Mereka nampaknya lupa, bahwa satu hal penting yang pernah mereka deklarasikan perihal musik, bahwa musik bukan sekedar musik, terlebih punk. Mereka sendiri pernah menulisnya dengan begitu kuat. Saya masih memegang kopian kompilasi CD “Straight Edge as Fuck Vol.3” dimana mereka terlibat di dalamnya. Pada liner notes-nya mereka menulis; “The art produced by Refused is a weapon in the service of the struggle and an inseparable part of it. Their rightful place is in the centers of conflict, that is to say, in the streets and on the stereos, in the factories”.
Di sinilah awal bagaimana mengapresiasi album baru mereka tidak menjadi mudah. Jika ekspektasi banyak orang hanya diterjemahkan pada harapan bagaimana mereka bisa membuat petualangan baru dalam perkara musik belaka, tentu kita sudah selesai dengan mendengarkan Candiria, At The Drive In atau sebut selusin grup musik lainnya yang pula bereksperimen dengan suara, format dan komposisi.
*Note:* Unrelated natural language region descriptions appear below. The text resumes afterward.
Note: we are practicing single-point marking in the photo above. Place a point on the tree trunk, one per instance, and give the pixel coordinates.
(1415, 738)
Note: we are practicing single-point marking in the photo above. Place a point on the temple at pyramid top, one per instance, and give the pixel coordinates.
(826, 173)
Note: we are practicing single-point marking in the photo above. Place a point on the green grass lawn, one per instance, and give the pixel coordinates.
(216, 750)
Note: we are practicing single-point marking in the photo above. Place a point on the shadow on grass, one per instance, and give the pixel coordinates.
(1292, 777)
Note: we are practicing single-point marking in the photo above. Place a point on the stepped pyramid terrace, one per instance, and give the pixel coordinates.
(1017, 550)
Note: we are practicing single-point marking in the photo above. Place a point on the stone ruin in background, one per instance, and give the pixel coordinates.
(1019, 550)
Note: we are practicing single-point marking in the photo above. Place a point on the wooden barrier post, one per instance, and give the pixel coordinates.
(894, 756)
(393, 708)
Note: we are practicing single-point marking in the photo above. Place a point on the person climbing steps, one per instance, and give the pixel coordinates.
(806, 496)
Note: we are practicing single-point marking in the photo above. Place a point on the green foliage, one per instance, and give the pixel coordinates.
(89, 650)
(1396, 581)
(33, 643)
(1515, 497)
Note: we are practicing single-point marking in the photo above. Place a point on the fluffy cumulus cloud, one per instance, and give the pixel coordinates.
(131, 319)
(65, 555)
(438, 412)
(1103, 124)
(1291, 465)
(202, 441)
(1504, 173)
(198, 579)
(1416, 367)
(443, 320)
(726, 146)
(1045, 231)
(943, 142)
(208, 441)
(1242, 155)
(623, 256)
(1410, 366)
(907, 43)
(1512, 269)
Mereka agaknya lupa, atau pura-pura lupa, bahwa yang membuat Refused menyala 17 tahun lalu tidak terletak hanya pada perkara bagaimana mereka bereksperimen namun pula bagaimana eksperimen media itu mereka gunakan untuk mengkomunikasikan ide besar tentang alienasi, penghisapan, penindasan dan pembangkangan yang belakangan terdengar membosankan dan menjenuhkan.
Yang membuat ‘The Shape of Punk to Come’ begitu brillian adalah bagaimana mereka meminjam dan menginkorporasi elemen-elemen sejarah (musik dan politik) di belakang mereka yang sengaja dipilih sebagai representasi pembangkangan. Judul album provokatif yang dipinjam dari Ornette Coleman dan Nation of Ulysses, judul lagu yang mengadopsi Born Against, sampul album Rye Coalition, puisi Henry Miller, monolog Apocalypse Now dan sekian banyak serpihan-serpihan dari budaya populer yang mereka konstruksi dan dibungkus ulang dengan politik radikal. Pada musiknya, mereka meminjam seporsi jazz di sini, sedikit elektronik musik ala Ink and Dagger di sana, sedikit Fugazi di sini dan sedikit folk di sana.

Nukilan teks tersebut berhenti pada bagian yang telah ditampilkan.